Questions and Answers from the latest New Form 990 training I did:
For calculating our total assets to determine which form we use, do we exclude property, plant and equipment?
Nope, you use total assets for figuring out which form, either the 990, 990 EZ or the 990 N, to fill out.
When filling out the functional expense section and calculating the advertising expenses, do we include money we spent to advertise open positions within the organization?
Not as I read the instructions. Here is what it says for line 12 in part IX:
Advertising expenses. Enter amounts paid for advertising. Include amounts for print and electronic media advertising. Also include Internet site link costs, signage costs, and advertising costs for the organization’s in-house fundraising campaigns. Do not include fees paid to independent contractors for conducting professional fundraising services or campaigns (these amounts must be reported on line 11e).
With the economic downturn and the decreased value of endowments and reserves, will more organizations be filling out Schedule N of the form 990?
Probably not. As excerpted from page 5 of the instructions for Schedule N, Liquidation, Termination, Dissolution, or Significant Disposition of Assets :
The following types of situations are not required to be reported in Part II:
- The change in composition of publicly traded securities held in an exempt organization’s passive investment portfolio.
- A decrease in the value of net assets due to market fluctuation in the value of assets held by the organization.
Check out the rest of the instructions to see what does qualify as a reason to fill out the schedule.

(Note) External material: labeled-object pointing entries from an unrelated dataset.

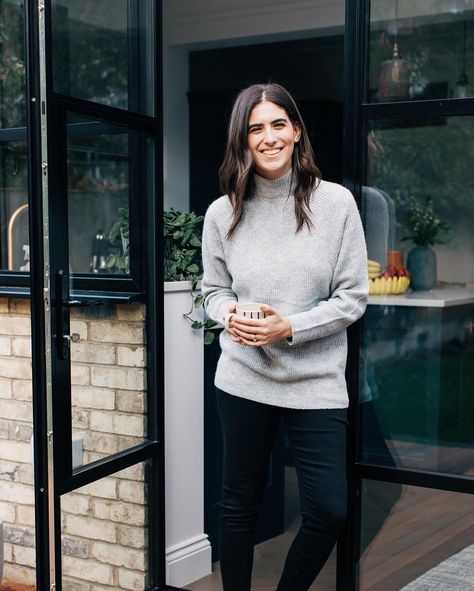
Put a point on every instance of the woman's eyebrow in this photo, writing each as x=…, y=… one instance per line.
x=280, y=120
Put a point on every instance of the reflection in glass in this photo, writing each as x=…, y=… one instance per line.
x=12, y=65
x=417, y=359
x=104, y=533
x=98, y=190
x=419, y=50
x=415, y=538
x=108, y=380
x=98, y=50
x=14, y=240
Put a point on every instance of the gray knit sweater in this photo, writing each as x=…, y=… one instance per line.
x=316, y=278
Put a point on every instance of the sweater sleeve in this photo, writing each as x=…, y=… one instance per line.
x=216, y=283
x=349, y=288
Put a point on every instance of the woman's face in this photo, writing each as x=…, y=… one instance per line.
x=271, y=140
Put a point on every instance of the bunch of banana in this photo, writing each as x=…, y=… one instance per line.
x=388, y=285
x=375, y=269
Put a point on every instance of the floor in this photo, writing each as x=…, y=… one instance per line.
x=269, y=556
x=407, y=531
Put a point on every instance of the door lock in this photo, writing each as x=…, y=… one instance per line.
x=75, y=337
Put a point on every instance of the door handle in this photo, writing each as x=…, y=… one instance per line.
x=62, y=315
x=83, y=303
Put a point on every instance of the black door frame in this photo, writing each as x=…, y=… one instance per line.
x=52, y=457
x=357, y=113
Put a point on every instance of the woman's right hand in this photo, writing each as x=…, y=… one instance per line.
x=228, y=323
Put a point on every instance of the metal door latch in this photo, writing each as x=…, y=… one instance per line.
x=75, y=337
x=470, y=327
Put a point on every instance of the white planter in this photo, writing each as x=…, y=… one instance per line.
x=188, y=552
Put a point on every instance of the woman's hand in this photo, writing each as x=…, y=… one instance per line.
x=255, y=333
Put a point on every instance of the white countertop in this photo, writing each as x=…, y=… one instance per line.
x=435, y=298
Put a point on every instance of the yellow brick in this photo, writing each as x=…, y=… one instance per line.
x=135, y=311
x=5, y=346
x=111, y=332
x=20, y=306
x=10, y=367
x=118, y=377
x=15, y=325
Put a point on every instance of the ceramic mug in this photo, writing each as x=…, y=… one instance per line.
x=251, y=310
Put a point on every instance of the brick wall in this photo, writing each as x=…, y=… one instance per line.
x=103, y=524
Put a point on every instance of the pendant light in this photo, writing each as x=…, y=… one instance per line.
x=462, y=85
x=394, y=77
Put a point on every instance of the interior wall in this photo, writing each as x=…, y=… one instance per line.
x=190, y=26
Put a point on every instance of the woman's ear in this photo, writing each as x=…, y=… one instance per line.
x=297, y=133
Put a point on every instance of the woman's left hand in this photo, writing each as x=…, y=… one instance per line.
x=255, y=333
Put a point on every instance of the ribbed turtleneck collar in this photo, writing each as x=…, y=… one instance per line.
x=273, y=189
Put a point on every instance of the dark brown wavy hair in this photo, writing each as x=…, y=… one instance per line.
x=235, y=173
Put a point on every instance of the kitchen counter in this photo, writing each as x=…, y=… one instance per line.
x=435, y=298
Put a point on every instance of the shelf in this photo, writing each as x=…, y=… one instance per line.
x=81, y=295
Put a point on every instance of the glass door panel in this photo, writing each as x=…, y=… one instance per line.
x=102, y=52
x=17, y=499
x=415, y=379
x=108, y=391
x=98, y=196
x=104, y=533
x=420, y=50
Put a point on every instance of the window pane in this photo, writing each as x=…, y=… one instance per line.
x=415, y=538
x=420, y=50
x=98, y=189
x=14, y=238
x=12, y=65
x=98, y=49
x=417, y=375
x=105, y=535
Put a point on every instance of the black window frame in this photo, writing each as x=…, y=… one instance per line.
x=111, y=286
x=357, y=113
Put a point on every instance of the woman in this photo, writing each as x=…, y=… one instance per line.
x=281, y=236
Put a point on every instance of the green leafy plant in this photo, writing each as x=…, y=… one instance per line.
x=119, y=238
x=424, y=224
x=182, y=259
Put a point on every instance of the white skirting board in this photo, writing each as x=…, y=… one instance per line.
x=188, y=562
x=188, y=554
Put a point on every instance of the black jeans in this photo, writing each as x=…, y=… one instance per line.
x=318, y=440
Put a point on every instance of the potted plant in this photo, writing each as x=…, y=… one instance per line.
x=182, y=260
x=182, y=256
x=424, y=226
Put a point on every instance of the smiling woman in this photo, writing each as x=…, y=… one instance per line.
x=288, y=364
x=271, y=140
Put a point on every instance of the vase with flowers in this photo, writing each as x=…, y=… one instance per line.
x=425, y=227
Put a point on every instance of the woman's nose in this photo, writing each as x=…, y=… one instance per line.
x=269, y=136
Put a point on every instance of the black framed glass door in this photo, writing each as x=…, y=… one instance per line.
x=95, y=212
x=408, y=149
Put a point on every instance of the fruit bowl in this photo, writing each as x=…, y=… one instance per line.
x=388, y=285
x=393, y=280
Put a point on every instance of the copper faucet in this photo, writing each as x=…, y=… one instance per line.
x=11, y=222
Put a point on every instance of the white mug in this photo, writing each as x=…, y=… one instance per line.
x=251, y=310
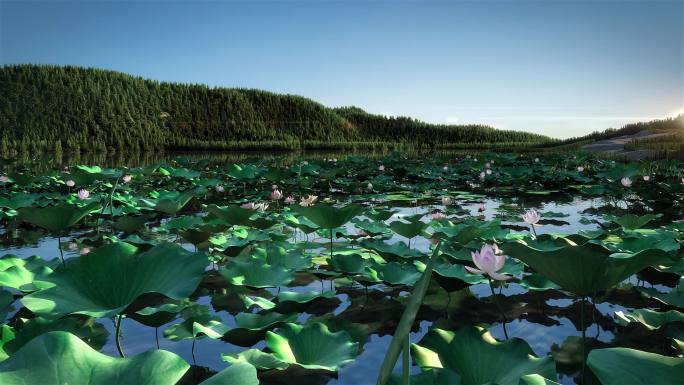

Is deferred revenue, as reported on line 19 in Part X of the form 990 the same as the temporarily restricted net assets reported on line 28?
Not exactly. Temporarily restricted net assets, and asset of the organization, generally are some type of contribution given to an organization for a specific purpose (narrower than the overall scope of the organization), or for use in a future period, or both. For the most part the organization will have already counted it as current income, already earned the money. The type of donor imposed restriction on that contribution would not come into play here. But always check the agreement with the funder to make sure you are handling the funds properly.
Typically what would be listed as deferred income, a liability to the organization, would be income received which you have not earned the money; rents received in advance, payments for services not yet delivered, etc. This would come under earned income as opposed to contributed income. Once you earn the income, it would move out of deferred and into current income.